# GTI771 - Apprentissage machine avancé

### Created: Thiago M. Paixão <br> Created/Revised: Alessandro L. Koerich <br> Ver 1.0 <br> December 2020¶

### NB0 - Generalization with Linear/Polinomial Regression

This notebook addresses the regression task using a [Bayesian approach](https://en.wikipedia.org/wiki/Bayesian_linear_regression), which is also a supervised learning task. The focus is shown the challenge of generalizing a model from a set of data points.

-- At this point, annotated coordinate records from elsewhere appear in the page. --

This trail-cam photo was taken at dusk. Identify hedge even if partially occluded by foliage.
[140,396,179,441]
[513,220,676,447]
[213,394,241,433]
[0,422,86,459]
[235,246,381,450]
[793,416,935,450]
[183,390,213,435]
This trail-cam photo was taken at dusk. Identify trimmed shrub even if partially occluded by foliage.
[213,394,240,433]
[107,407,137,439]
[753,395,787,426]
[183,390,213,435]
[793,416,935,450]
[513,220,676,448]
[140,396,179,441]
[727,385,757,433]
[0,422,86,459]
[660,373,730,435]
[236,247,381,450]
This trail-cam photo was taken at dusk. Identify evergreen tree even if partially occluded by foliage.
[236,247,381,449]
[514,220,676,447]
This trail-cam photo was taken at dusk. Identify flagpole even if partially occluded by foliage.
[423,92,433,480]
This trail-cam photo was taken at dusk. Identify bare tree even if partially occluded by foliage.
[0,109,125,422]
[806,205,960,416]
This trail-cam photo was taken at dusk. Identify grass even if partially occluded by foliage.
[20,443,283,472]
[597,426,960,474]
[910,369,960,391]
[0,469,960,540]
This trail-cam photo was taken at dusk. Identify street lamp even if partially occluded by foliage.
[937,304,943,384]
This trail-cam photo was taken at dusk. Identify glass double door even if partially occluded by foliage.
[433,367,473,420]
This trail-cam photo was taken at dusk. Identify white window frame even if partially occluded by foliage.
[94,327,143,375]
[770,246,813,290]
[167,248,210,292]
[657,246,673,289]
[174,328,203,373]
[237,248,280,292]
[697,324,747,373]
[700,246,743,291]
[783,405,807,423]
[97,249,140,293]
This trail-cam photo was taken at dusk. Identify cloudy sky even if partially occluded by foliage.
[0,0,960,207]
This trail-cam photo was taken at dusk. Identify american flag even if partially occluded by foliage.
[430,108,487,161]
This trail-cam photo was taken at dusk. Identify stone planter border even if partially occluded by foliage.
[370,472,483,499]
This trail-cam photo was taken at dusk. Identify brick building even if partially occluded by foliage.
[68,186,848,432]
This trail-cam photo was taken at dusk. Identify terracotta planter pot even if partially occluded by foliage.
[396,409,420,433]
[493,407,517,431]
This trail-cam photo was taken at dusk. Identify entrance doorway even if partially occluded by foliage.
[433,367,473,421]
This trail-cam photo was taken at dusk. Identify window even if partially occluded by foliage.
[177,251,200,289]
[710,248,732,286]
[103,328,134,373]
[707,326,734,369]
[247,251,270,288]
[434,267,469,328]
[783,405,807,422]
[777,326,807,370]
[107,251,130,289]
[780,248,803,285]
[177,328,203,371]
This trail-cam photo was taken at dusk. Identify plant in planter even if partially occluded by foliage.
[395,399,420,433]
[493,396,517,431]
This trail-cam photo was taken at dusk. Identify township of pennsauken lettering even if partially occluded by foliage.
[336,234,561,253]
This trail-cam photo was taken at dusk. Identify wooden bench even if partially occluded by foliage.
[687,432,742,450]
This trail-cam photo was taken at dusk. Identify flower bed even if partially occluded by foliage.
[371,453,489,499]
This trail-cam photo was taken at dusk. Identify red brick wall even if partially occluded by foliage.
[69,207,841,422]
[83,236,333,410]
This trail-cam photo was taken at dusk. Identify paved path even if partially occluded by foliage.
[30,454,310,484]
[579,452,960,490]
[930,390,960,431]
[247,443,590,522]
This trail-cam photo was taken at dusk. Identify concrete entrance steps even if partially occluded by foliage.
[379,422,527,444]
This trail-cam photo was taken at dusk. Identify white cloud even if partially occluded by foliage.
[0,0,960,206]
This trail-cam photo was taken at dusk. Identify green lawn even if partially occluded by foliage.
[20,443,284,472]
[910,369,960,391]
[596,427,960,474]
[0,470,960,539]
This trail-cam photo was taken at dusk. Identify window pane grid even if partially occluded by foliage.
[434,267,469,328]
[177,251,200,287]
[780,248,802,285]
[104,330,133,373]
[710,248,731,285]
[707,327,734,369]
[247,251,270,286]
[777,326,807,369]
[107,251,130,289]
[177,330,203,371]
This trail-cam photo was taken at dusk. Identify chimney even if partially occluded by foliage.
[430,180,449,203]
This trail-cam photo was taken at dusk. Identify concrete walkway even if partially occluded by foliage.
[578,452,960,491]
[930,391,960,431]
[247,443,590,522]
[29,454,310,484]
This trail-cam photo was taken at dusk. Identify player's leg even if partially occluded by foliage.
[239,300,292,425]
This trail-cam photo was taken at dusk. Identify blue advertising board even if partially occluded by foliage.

The notebook is divided into four parts:

* Setup
* Data generation
* Regression
    * Linear regression
    * $n$-degree polinomal regression
* MSE analysis

## Setup

In [None]:
%load_ext autoreload
%autoreload 2

In [None]:
import numpy as np
import matplotlib.pyplot as plt

## Data generation

We need to generate some data to play with. So, we need to choose a base function (true function) where training and test data will be derived from. The functions has the form $r = f(x)$, where $r$ is the output (label) and $x$ is the input (features). Example of functions: 

* $r = x + 2$
* $r = x^2 + 2x + 4$
* $r = \sin(2\pi x)$
* ...

In our demonstration, we chose $r = \cos(6\pi x)$.

In [None]:
f_true = lambda X: np.cos(6 * np.pi * X)
# f_true = lambda X: 15*(X-0.5)*(X-0.5) - 1.2

Now, we generate training and test data based on the above function. We assume that features ($x$) are real values sampled from the interval $[0, 1]$ and that the corresponding label is given by the true function plus some random noise, i.e., $r_i = f(x_i) + \delta_i$.

In [None]:
# seed the experiment
np.random.seed(0)

n_samples_train = n_samples_test = 60

# random data points
X_train = np.sort(np.random.rand(n_samples_train))
X_test  = np.sort(np.random.rand(n_samples_test))

# corresponding labels
delta_train = np.random.randn(n_samples_train) * 0.2
delta_test = np.random.randn(n_samples_test) * 0.2

r_train = f_true(X_train) + delta_train
r_test = f_true(X_test) + delta_test

Let's plot the data points and also the true function, i.e., the function used to generate the data points:

In [None]:
# chart setup
fig, (ax1, ax2) = plt.subplots(ncols=2, sharey=True, figsize=(16, 4))

X_dummy = np.linspace(0, 1., 100)

ax1.plot(X_dummy, f_true(X_dummy), label='True function', color='gray')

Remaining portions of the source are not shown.